Matchbox reagierte mit den neu konstruierten „Superfast“-Modellen, die ebenfalls reibungsarme Achsen hatten.

Schlimmer als die neue Konkurrenz war allerdings der wirtschaftliche Niedergang Großbritanniens. Die heimische Produktion wurde zu teuer, Matchbox-Modelle fortan in Hongkong montiert. Auch das half langfristig nichts, 1982 ging die Firma Lesney bankrott. Die Marke Matchbox immerhin überlebte.
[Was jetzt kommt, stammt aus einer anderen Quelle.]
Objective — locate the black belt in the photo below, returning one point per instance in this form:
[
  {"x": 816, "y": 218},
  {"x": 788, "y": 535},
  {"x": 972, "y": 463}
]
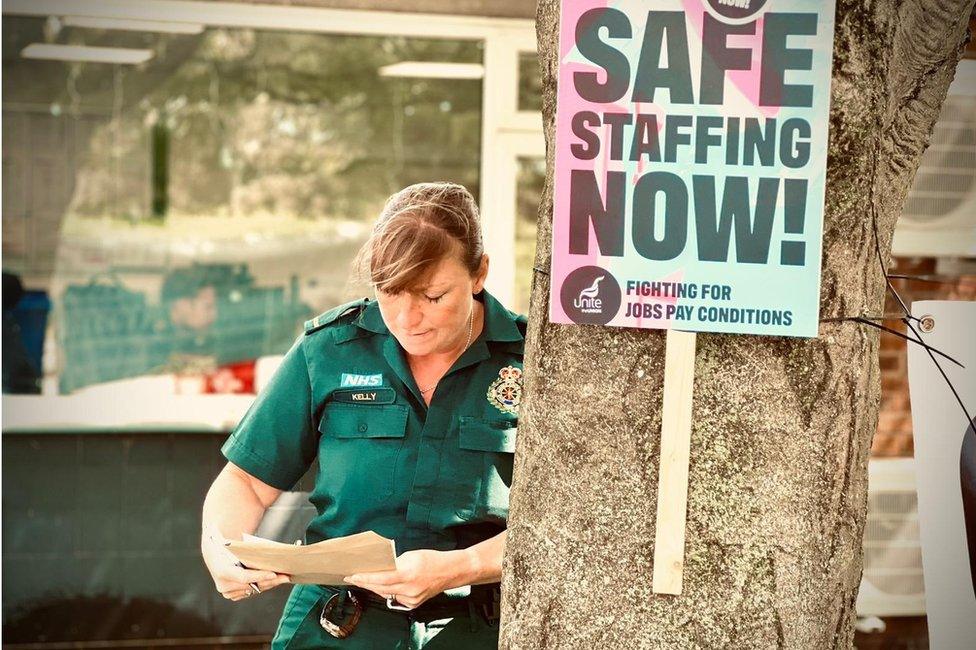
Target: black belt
[{"x": 484, "y": 601}]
Ironie der Geschichte: Die Marke gehört heute ebenso wie Hotwheels zum Mattel-Konzern.

Drei Milliarden Mini-Autos

Seit den ersten Dampfrollern und Königskutschen wurden mehr als 12.000 verschiedene Matchbox-Modelle produziert. Viele gab es in zig verschiedenen Varianten und Serien, manche der Zinkdruckguss-Flitzer sind heute begehrte Sammlerstücke und erzielen fünfstellige Summen bei Auktionen. Wichtig für die Wertsteigerung ist natürlich ein perfekter, unbespielter Zustand – und das Vorhandensein der Originalverpackung. Die besteht mittlerweile aber nicht mehr aus kleinen Pappboxen, sondern aus durchsichtigen „Blister“-Verpackungen.

Die letzte offizielle Gesamtzahl stammt aus dem Jahr 2007: Drei Milliarden Mini-Autos rollten bis dahin vom Band. Rein rechnerisch wären das genug, um jedem der rund zwei Milliarden Kinder auf dem Globus eineinhalb Matchbox-Autos zu geben. Fragt sich nur, wie viele Autos in den letzten sechs Jahrzehnten all die zahllosen Verfolgungsjagden auf dem Teppich oder im Sandkasten unbeschadet überstanden haben.